# Corydoras



## Innes (Jan 13, 2003)

I love these catfish, there are so many varietys and they are so active all the time, I like to have mixed cory shoals in my tank and the one I like the most is the Julii (see pic below)









I was wondering which one you guys like the best - pics are also good :







:


----------



## NIKE (Jan 27, 2003)

i don't have any favorites i just like all catfishes they are cool


----------



## Judazzz (Jan 13, 2003)

Same here: all (well, most) catfish rock, but I have a soft spot for cories. They're just cute as hell, digging in the gravel the whole day in search of some scraps, and never bothering other fish.

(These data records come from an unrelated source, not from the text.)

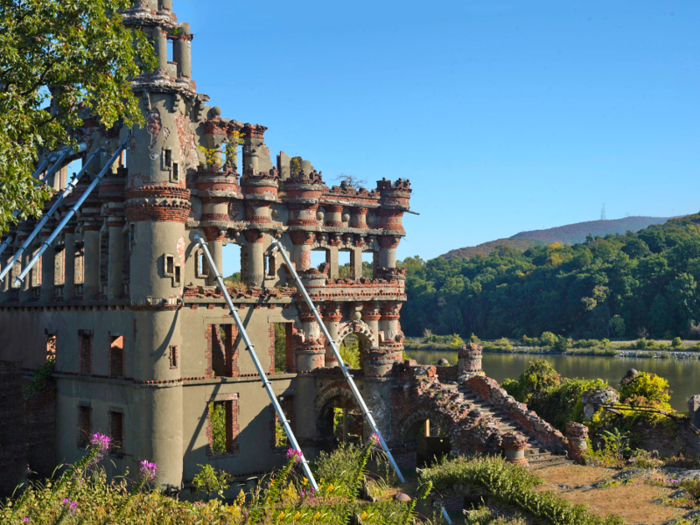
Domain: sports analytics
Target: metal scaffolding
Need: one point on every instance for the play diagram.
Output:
(366, 412)
(47, 243)
(56, 205)
(256, 361)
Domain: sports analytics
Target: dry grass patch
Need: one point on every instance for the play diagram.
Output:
(635, 502)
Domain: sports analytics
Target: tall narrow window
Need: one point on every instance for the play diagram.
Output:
(173, 357)
(116, 432)
(84, 424)
(50, 346)
(223, 426)
(221, 350)
(85, 352)
(116, 356)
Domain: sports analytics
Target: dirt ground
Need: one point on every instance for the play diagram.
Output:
(634, 501)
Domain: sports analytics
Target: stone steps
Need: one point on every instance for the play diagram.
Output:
(537, 457)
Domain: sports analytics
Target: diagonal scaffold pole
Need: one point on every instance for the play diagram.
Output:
(58, 156)
(363, 406)
(56, 205)
(251, 350)
(95, 182)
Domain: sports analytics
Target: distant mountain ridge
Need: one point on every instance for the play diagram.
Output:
(568, 234)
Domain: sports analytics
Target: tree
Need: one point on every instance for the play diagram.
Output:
(59, 63)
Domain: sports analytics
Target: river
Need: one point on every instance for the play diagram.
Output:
(683, 375)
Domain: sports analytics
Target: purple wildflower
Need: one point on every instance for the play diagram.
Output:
(101, 442)
(296, 454)
(147, 470)
(72, 505)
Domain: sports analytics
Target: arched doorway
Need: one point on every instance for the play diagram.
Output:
(426, 433)
(338, 417)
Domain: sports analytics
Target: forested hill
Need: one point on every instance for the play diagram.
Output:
(568, 234)
(626, 285)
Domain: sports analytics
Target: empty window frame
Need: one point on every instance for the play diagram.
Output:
(84, 426)
(116, 432)
(221, 347)
(116, 356)
(223, 426)
(85, 352)
(173, 357)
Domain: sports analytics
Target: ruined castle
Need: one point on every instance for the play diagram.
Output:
(146, 349)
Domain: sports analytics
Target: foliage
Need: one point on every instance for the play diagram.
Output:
(486, 516)
(621, 285)
(84, 495)
(280, 348)
(60, 61)
(645, 386)
(211, 481)
(511, 485)
(561, 404)
(350, 351)
(217, 418)
(539, 375)
(41, 377)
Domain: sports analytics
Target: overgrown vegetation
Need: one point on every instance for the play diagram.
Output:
(82, 494)
(512, 486)
(634, 285)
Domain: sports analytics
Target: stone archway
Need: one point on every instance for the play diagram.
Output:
(362, 332)
(338, 417)
(424, 443)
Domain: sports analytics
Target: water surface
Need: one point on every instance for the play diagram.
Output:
(683, 375)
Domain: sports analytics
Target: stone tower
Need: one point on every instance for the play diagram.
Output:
(146, 349)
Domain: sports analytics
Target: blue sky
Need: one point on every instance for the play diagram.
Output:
(505, 115)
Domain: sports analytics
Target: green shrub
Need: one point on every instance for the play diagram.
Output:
(211, 481)
(511, 485)
(645, 385)
(548, 339)
(539, 375)
(561, 404)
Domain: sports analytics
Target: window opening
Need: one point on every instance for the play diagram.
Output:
(223, 427)
(173, 357)
(344, 265)
(116, 432)
(50, 346)
(368, 265)
(169, 265)
(224, 358)
(281, 341)
(318, 257)
(85, 352)
(84, 424)
(116, 356)
(232, 264)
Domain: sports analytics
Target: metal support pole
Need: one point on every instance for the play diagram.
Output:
(37, 172)
(344, 368)
(256, 361)
(96, 181)
(71, 186)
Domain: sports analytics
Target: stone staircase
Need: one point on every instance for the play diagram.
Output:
(537, 457)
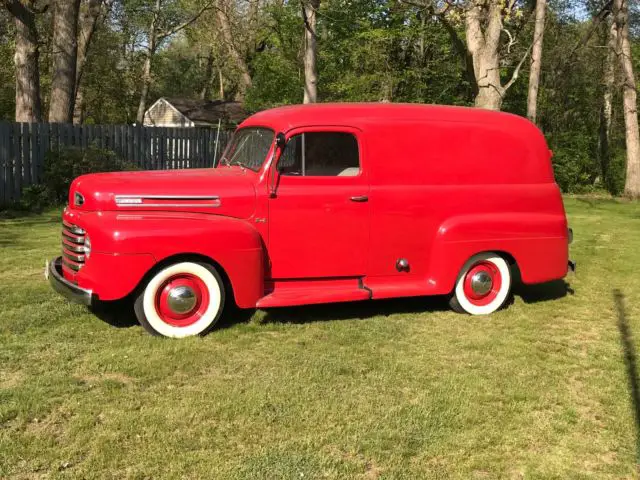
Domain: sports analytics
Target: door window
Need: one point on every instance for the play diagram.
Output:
(321, 154)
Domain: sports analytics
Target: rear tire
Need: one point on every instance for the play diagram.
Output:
(181, 300)
(483, 285)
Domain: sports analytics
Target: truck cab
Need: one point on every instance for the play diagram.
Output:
(322, 203)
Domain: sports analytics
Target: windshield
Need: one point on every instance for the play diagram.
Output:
(248, 148)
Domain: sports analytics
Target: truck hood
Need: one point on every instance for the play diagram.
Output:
(222, 191)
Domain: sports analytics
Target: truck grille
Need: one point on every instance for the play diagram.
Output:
(73, 251)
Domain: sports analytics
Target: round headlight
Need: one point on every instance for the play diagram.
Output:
(87, 246)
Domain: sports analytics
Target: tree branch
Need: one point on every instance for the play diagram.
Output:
(167, 33)
(516, 72)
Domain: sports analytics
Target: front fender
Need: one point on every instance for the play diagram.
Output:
(537, 242)
(232, 243)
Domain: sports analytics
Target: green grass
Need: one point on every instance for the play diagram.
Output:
(390, 389)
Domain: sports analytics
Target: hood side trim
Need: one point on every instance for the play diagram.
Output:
(168, 201)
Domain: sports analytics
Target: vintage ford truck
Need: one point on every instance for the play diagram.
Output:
(323, 203)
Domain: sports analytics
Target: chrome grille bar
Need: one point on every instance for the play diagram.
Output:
(73, 249)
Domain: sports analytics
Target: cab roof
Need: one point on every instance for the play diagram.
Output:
(361, 114)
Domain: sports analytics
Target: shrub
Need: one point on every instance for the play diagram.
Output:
(61, 167)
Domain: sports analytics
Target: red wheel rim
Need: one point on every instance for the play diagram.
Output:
(165, 301)
(482, 283)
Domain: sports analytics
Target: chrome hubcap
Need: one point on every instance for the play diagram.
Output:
(481, 283)
(181, 299)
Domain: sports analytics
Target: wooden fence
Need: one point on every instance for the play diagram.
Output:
(24, 147)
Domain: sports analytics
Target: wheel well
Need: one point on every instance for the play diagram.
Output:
(188, 257)
(507, 256)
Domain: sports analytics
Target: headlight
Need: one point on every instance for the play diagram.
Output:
(87, 246)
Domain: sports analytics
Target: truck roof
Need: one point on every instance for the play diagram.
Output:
(361, 114)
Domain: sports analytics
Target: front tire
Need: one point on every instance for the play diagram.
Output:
(483, 285)
(181, 300)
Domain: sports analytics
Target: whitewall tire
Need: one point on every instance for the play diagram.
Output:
(181, 300)
(483, 285)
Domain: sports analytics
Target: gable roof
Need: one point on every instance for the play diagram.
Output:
(209, 111)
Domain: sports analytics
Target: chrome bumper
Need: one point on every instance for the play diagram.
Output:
(53, 273)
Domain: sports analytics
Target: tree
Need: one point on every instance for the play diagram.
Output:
(309, 10)
(26, 58)
(90, 12)
(223, 13)
(483, 26)
(162, 25)
(606, 110)
(65, 51)
(630, 104)
(536, 60)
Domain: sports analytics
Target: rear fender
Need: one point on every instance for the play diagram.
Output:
(537, 242)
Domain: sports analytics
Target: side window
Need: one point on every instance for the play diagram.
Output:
(321, 154)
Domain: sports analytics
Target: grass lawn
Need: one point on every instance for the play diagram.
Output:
(389, 389)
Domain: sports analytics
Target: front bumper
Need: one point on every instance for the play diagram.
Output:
(67, 289)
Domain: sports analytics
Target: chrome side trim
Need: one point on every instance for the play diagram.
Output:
(73, 256)
(73, 248)
(137, 200)
(64, 287)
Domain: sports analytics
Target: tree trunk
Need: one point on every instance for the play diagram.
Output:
(88, 23)
(205, 93)
(87, 27)
(221, 83)
(241, 64)
(309, 10)
(536, 61)
(65, 49)
(152, 38)
(606, 110)
(483, 48)
(28, 102)
(630, 105)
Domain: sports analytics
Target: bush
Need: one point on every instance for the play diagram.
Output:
(61, 167)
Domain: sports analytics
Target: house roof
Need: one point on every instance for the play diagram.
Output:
(210, 111)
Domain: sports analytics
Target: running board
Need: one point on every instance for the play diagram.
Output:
(286, 293)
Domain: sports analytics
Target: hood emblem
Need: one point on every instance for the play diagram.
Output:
(200, 201)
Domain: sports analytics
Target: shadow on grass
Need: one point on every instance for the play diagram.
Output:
(542, 292)
(355, 310)
(118, 314)
(630, 360)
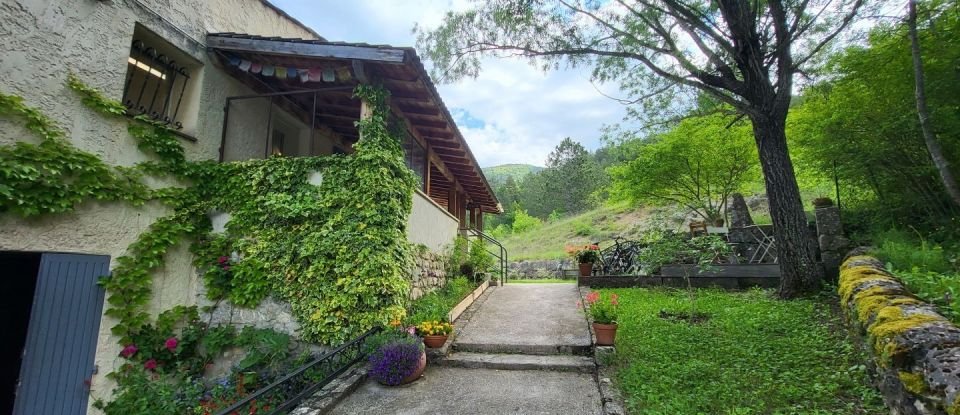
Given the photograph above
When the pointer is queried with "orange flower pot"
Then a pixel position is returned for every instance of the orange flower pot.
(434, 341)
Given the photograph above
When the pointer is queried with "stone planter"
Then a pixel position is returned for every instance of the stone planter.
(606, 333)
(434, 341)
(586, 269)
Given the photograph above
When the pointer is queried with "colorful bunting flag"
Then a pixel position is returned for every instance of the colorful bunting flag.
(320, 74)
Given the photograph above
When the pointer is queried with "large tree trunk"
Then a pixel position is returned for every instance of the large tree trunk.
(933, 144)
(799, 271)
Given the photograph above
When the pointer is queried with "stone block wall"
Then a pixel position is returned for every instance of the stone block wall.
(428, 273)
(536, 269)
(914, 351)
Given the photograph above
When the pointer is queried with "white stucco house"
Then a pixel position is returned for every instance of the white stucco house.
(238, 79)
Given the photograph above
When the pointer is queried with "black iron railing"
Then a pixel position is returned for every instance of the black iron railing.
(287, 392)
(500, 253)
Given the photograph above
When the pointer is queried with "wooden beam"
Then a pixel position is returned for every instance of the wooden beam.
(428, 123)
(315, 50)
(420, 110)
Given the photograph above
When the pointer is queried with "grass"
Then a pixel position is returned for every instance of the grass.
(755, 355)
(436, 304)
(543, 281)
(549, 240)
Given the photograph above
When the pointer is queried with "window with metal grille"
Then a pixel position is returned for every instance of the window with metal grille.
(155, 84)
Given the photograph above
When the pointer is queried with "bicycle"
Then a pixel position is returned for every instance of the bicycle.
(621, 257)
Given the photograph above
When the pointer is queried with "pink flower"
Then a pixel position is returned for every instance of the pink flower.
(128, 351)
(593, 297)
(171, 344)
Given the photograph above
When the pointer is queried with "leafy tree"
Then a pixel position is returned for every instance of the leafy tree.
(571, 176)
(524, 222)
(861, 123)
(926, 123)
(698, 165)
(743, 53)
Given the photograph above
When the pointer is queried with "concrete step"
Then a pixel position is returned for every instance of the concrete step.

I have four different species in my piranha tank, and out op them:

Leopard Cory (C. Julii):









False Bandit Cory (C. Melini):









Schwartzi Cory (C. Schwartzi):









Bronze Cory (C. Aeneus: the poor man's cory







):









I'm thinking about setting up a small catfish tank (for quite some time now, but I'm a little low on bling-bling :sad: ): does anyone know how many cories would live in a 15 gallon tank comfortably, when they would share it with a couple of other small catfish (like raphael cats or fancy-ass pleco's)?


----------



## Netmancer (Mar 10, 2003)

Here's a picture of my favorite Cory that I have.


----------



## Netmancer (Mar 10, 2003)

Welcome to www.cory-fury.com


----------



## piranha45 (Apr 8, 2003)

plecos look incredible when they have their fins opened up... shame that i almost never seen them opened up very much









corys are awesome; doesn't really matter what specie of cory, really, they're all buttons-cute

pictus catfish are the coolest-looking, i think


----------



## Innes (Jan 13, 2003)

I got a new cory today - an albino one.


----------



## pcrose (Mar 9, 2003)

I like the one net has.


----------